Había dicho a su jefe que lo único que pretendía era parecer atractiva, pero él indicó que había un lugar para aquella clase de pantalones y que aquel lugar no era un restaurante. Después trabajó en otros dos restaurantes. Sin embargo, a causa de su insistencia en llevar pantalones Capri, siempre había sido despedida. Al fin decidió que la única profesión en la que no tenía importancia qué clase de pantalones se llevaran era el mundo del espectáculo. Por lo visto, sabía más acerca del mundo del espectáculo que yo mismo.

Aproximándose un poco, prosiguió diciendo:

—¿Sabes? Hace poco conocí al ayudante del director de repartos de uno de los estudios cinematográficos más importantes. Cuando íbamos en el coche hacia su apartamento, me dijo que con un poco de práctica podía llegar a ser la segunda Kim Novak.

Volvió hacia mí sus grandes luminarias azules y, echándose hacia atrás su pelo, me preguntó:

—Dime, encanto, ¿qué tiene Kim Novak que no tenga yo?

—Francamente —dije—, no lo sé. Pero te prometo una cosa. Si alguna vez salgo con la señorita Novak, intentaré descubrirlo y te lo comunicaré. Ahora veamos —proseguí diciendo—. Dices que quieres trabajar en el mundo del espectáculo. ¿Tienes alguna experiencia teatral?

—Bueno, no…, no profesionalmente, quiero decir —luego añadió, sonriendo con satisfacción—, pero cuando estuve en la escuela elemental interpreté el primer papel de Rumpelstiltskin ¡durante dos años consecutivos!

Debí de mirarla de un modo algo extraño, ya que se apresuró a añadir:

—¡Oh! Ya me doy cuenta de que necesito más práctica que ésta para convertirme en una gran estrella. Pero has de admitir que es un comienzo. Además, todo el mundo dice que lo único que necesito es un pequeño empujón y creo que, si tú te pusieras detrás de mí —dijo aproximándose más—, las cosas podrían ir muy bien.
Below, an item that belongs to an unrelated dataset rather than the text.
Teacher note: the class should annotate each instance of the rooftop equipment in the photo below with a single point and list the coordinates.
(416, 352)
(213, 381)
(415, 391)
Existía un buen número de respuestas obvias a esta afirmación, pero decidí mantener la boca cerrada. Permanecí allí sentado, aturdido por el efecto soporífero que producía su charla insustancial. Mientras la chica hablaba sin parar, me puse a pensar en mi interior: «¿Qué demonios estás haciendo aquí, escuchando todo esto, cuando podías estar jugando al póquer en casa de algún amigo, presenciando un partido de béisbol o incluso tomando un baño en White Sulphur Springs? ¿Por qué a mi edad insisto en meterme en estas situaciones insoportables?».

El tiempo pasaba lentamente. ¡Oh, qué lentamente pasaba! No se puede hablar aquí de pies de plomo. ¡El tiempo se arrastraba ahora a gatas! Yo no era ya un muchacho y, tras el segundo whisky, empecé a sentir sueño. No importaba el tema que yo abordara con cuidado. Daisy necesitaba pocos minutos para desviar de nuevo la conversación hacia su carrera. ¿Has oído hablar de las variaciones sobre un tema de Haydn? Bueno, pues, aquella muchacha inventaba variaciones con las que Haydn nunca había soñado.

Pasaron tres horas largas y mortales, mientras mis tímpanos iban petrificándose poco a poco. Supongo que era algo debido únicamente a mi imaginación, pero me pareció que incluso sus atractivos empezaban a palidecer. Su rostro iba haciéndose tan aburrido como su diálogo y, por lo que a mi concernía, el sexo se había ido a pasar unas vacaciones… unas largas vacaciones. En lo único que ahora pensaba yo era en irme a la cama. No quiero decir con ella, sino completamente solo. Daisy había establecido una marca que perduraría largo tiempo. En tres horas, me había convencido de que era mejor el celibato. No creas que este episodio con Daisy fue una experiencia fuera de lo común. Me ocurría constantemente. Otros hombres conocían a chicas bien educadas y ricas, cuyos padres eran propietarios de grandes almacenes, pozos de petróleo o fábricas. Daba la impresión de que las hijas de los ricos no se interesaban por la carrera teatral. Lo único que querían era un matrimonio, una familia y un porcentaje razonable de los ingresos de su padre. Pero por lo que se refiere a mí, no encontraba más que margaritas, es decir, Daisys.